MAGID: Een geautomatiseerde pijplijn voor het genereren van synthetische multimodale datasets
MAGID: An Automated Pipeline for Generating Synthetic Multi-modal Datasets
March 5, 2024
Auteurs: Hossein Aboutalebi, Hwanjun Song, Yusheng Xie, Arshit Gupta, Justin Sun, Hang Su, Igor Shalyminov, Nikolaos Pappas, Siffi Singh, Saab Mansour
cs.AI
Samenvatting
De ontwikkeling van multimodale interactieve systemen wordt belemmerd door het gebrek aan rijke, multimodale (tekst, afbeeldingen) conversatiegegevens, die in grote hoeveelheden nodig zijn voor LLM's (Large Language Models). Eerdere benaderingen verrijken tekstuele dialogen met opgehaalde afbeeldingen, wat privacy-, diversiteits- en kwaliteitsbeperkingen met zich meebrengt. In dit werk introduceren we Multimodal Augmented Generative Images Dialogues (MAGID), een raamwerk om tekstuele dialogen te verrijken met diverse en hoogwaardige afbeeldingen.

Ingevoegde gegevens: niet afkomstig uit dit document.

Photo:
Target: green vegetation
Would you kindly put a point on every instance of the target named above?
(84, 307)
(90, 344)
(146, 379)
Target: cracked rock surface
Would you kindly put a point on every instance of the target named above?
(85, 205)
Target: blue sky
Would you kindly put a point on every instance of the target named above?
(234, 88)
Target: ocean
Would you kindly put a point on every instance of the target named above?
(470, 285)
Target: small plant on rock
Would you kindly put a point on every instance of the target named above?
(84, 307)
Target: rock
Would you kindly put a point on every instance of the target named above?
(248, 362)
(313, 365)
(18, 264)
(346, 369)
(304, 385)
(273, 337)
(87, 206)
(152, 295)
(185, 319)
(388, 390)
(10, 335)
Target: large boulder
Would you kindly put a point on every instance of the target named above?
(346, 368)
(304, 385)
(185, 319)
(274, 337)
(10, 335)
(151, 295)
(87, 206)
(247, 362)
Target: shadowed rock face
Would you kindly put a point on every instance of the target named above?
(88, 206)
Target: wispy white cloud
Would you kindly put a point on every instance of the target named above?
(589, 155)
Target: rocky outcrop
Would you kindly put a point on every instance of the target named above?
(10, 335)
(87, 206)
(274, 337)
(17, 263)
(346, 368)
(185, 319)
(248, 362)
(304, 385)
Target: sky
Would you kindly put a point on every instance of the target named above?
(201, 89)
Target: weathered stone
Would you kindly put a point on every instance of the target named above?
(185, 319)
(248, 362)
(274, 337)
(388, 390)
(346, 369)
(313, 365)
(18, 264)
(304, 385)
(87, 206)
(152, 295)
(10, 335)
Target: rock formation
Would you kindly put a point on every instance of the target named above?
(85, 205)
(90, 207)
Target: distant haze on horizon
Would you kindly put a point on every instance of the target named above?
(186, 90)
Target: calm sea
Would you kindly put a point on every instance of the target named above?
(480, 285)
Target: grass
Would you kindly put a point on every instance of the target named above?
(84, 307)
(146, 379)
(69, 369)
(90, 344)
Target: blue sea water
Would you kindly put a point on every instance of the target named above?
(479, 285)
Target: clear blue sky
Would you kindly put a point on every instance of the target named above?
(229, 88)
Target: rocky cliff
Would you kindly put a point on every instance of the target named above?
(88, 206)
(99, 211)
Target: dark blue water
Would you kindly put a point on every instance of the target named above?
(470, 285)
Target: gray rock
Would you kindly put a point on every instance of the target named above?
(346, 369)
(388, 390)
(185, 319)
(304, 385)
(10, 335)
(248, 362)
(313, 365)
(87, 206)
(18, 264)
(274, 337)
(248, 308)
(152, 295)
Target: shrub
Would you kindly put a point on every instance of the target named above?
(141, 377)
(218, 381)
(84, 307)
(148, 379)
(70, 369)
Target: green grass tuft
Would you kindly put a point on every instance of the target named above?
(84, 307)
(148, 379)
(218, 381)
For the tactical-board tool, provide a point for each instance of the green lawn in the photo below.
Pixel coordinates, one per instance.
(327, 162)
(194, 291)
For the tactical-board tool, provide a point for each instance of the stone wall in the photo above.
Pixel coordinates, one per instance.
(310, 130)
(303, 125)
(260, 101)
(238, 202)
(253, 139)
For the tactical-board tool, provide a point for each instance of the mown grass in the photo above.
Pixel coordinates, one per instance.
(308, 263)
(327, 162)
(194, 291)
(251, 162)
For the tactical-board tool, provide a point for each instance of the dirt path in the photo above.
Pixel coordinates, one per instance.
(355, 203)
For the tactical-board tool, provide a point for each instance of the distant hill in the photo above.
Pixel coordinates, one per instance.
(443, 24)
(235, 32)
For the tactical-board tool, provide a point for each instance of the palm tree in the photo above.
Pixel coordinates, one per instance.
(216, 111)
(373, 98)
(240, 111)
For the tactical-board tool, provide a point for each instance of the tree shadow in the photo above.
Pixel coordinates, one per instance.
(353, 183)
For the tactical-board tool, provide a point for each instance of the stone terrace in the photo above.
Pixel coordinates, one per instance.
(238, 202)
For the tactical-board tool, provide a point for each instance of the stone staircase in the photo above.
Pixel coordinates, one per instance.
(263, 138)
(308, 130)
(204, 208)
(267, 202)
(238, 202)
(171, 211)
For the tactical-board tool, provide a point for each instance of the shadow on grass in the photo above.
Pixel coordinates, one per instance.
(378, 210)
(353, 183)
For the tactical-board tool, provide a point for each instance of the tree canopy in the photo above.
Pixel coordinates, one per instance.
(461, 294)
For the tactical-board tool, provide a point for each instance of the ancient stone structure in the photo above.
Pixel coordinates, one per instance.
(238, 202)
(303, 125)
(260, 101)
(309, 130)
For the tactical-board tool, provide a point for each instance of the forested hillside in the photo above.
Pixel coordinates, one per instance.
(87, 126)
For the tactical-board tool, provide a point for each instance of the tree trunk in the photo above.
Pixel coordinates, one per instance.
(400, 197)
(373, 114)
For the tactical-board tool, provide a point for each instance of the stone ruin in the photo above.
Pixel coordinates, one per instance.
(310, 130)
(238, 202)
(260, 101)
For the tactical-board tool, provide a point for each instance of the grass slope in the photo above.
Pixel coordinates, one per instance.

Vervolgens wordt een diffusiemodel toegepast om bijbehorende afbeeldingen te maken, waarbij wordt gezorgd voor afstemming met de geïdentificeerde tekst. Ten slotte integreert MAGID een innovatieve feedbacklus tussen een module voor het genereren van afbeeldingsbeschrijvingen (tekstuele LLM) en modules voor afbeeldingskwaliteit (gericht op esthetiek, afbeelding-tekst matching en veiligheid), die samenwerken om hoogwaardige en multimodale dialogen te genereren. We vergelijken MAGID met andere state-of-the-art (SOTA) baselines op drie dialoogdatasets, waarbij gebruik wordt gemaakt van geautomatiseerde en menselijke evaluatie. Onze resultaten laten zien dat MAGID vergelijkbaar is met of beter presteert dan de baselines, met significante verbeteringen in de menselijke evaluatie, vooral tegen retrieval baselines waarbij de afbeeldingsdatabase klein is.
English
Development of multimodal interactive systems is hindered by the lack of
rich, multimodal (text, images) conversational data, which is needed in large
quantities for LLMs. Previous approaches augment textual dialogues with
retrieved images, posing privacy, diversity, and quality constraints. In this
work, we introduce Multimodal Augmented Generative
Images Dialogues (MAGID), a framework to augment text-only
dialogues with diverse and high-quality images. Subsequently, a diffusion model
is applied to craft corresponding images, ensuring alignment with the
identified text. Finally, MAGID incorporates an innovative feedback loop
between an image description generation module (textual LLM) and image quality
modules (addressing aesthetics, image-text matching, and safety), that work in
tandem to generate high-quality and multi-modal dialogues. We compare MAGID to
other SOTA baselines on three dialogue datasets, using automated and human
evaluation. Our results show that MAGID is comparable to or better than
baselines, with significant improvements in human evaluation, especially
against retrieval baselines where the image database is small.